Industrial Services include downstream chemicals, process and pipeline services.

BHI: Earnings Summary

Baker Hughes’ fourth-quarter 2013 revenue increased 10% to $5.86 billion, helping push profits up 16% to $248 million. In North America, revenue increased 7.2%; that figure was 27% better in the Middle East and up 10% in the Europe/Russia/Africa region. Revenue for full-year 2013 was up 5% to $22.36 billion.

BHI’s first and second quarters saw continued strength, with revenue growth in the high single digits and earnings up a respective 23% and 47% year-over-year. However, while Baker Hughes saw third-quarter revenues climb 8% to $6.25 billion and profits improve nearly 10% to $375 million, BHI missed analyst estimates for both revenues and profits, which took a toll on BHI stock on Thursday before a significant rebound Friday.

BHI: Stock Analysis

The price of BHI stock has more to do with the price of oil and geopolitical risk than fundamental financial performance, as Baker’s performance has slipped below the S&P 500’s performance amid a fear that oil price drops will continue on weak economic news.

BHI Stock Price
Source: Yahoo Finance

Crude oil prices have tumbled from more than $100 a barrel to just over $80 in the past three months. Although I anticipate the BHI’s trend of increased revenue and earnings to continue, the market is anticipating that lower oil prices will stunt production and have a downward effect on the oil service company’s operations.
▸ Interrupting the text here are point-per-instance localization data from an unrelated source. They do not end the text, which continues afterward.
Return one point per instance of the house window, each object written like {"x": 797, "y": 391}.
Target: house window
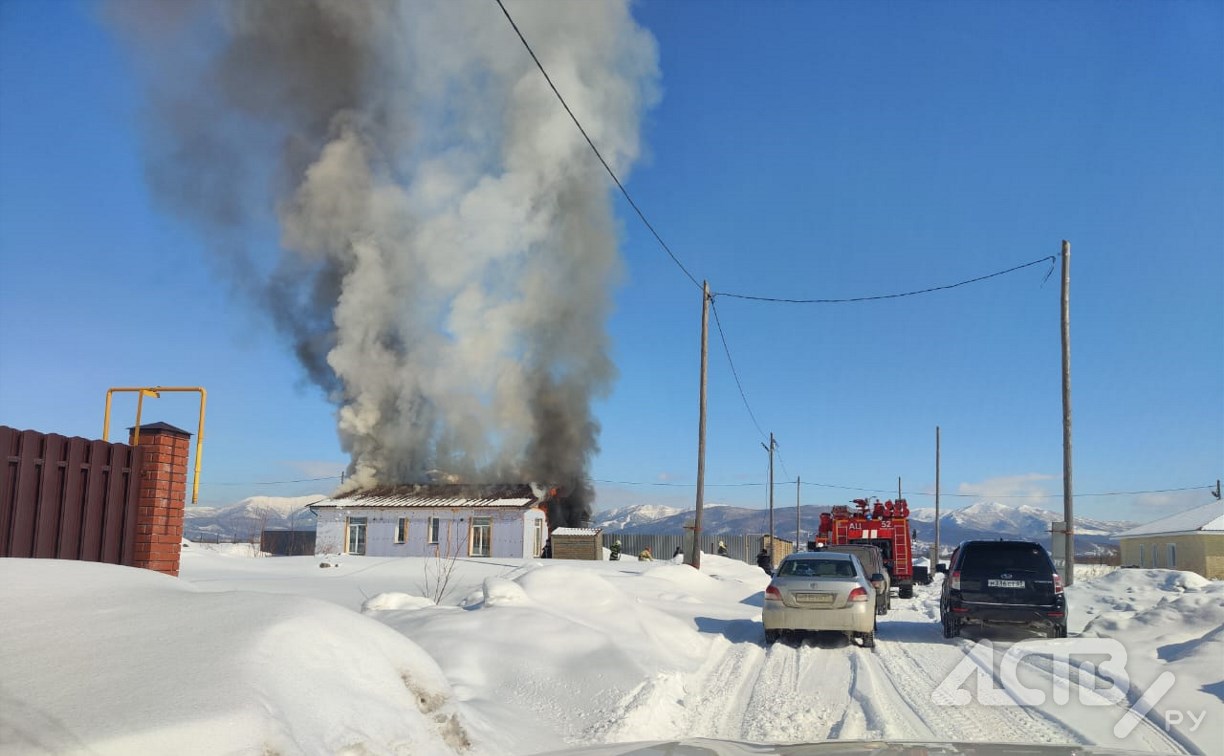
{"x": 539, "y": 537}
{"x": 481, "y": 532}
{"x": 355, "y": 536}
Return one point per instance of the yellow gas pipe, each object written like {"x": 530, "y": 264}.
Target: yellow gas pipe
{"x": 156, "y": 392}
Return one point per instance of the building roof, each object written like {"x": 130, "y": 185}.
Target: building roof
{"x": 433, "y": 497}
{"x": 1208, "y": 518}
{"x": 577, "y": 531}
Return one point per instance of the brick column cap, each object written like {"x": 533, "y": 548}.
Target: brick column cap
{"x": 154, "y": 428}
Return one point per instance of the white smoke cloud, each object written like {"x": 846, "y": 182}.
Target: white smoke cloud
{"x": 447, "y": 240}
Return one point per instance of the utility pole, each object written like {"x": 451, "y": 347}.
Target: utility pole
{"x": 934, "y": 560}
{"x": 695, "y": 552}
{"x": 770, "y": 448}
{"x": 797, "y": 531}
{"x": 1069, "y": 532}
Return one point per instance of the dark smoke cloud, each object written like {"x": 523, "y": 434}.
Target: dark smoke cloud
{"x": 446, "y": 240}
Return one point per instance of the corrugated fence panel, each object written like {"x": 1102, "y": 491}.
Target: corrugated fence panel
{"x": 9, "y": 440}
{"x": 742, "y": 547}
{"x": 67, "y": 498}
{"x": 50, "y": 485}
{"x": 74, "y": 500}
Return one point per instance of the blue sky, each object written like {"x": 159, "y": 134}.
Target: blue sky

With a majority of BHI’s sales coming from the world’s hottest oil market — North America’s shale — I don’t see lower oil prices affecting BHI’s performance in the short to mid-term. The International Energy Agency recently announced that most shale oil production would remain profitable at $80 a barrel or higher.

BHI’s price-to-earnings ratio is a reasonable 18, compared to an industry average of 20.4. Moreover, BHI stock trades at a price/earnings-to-growth ratio of 0.4. An analyst 12-month consensus price target of more than $80 a share leaves plenty of room for stock price appreciation — about 50%, actually. Analyst momentum has turned markedly negative, though, with four recent downgrades. That should be taken into consideration.

BHI is a long-term buy, and a short-term hold. BHI has good earnings growth, good sales growth and bad stock performance, but with oil prices scraping the bottom of where unconventional drilling would be profitable, new investors should wait to buy until next year or global economic conditions start trending in a more positive direction.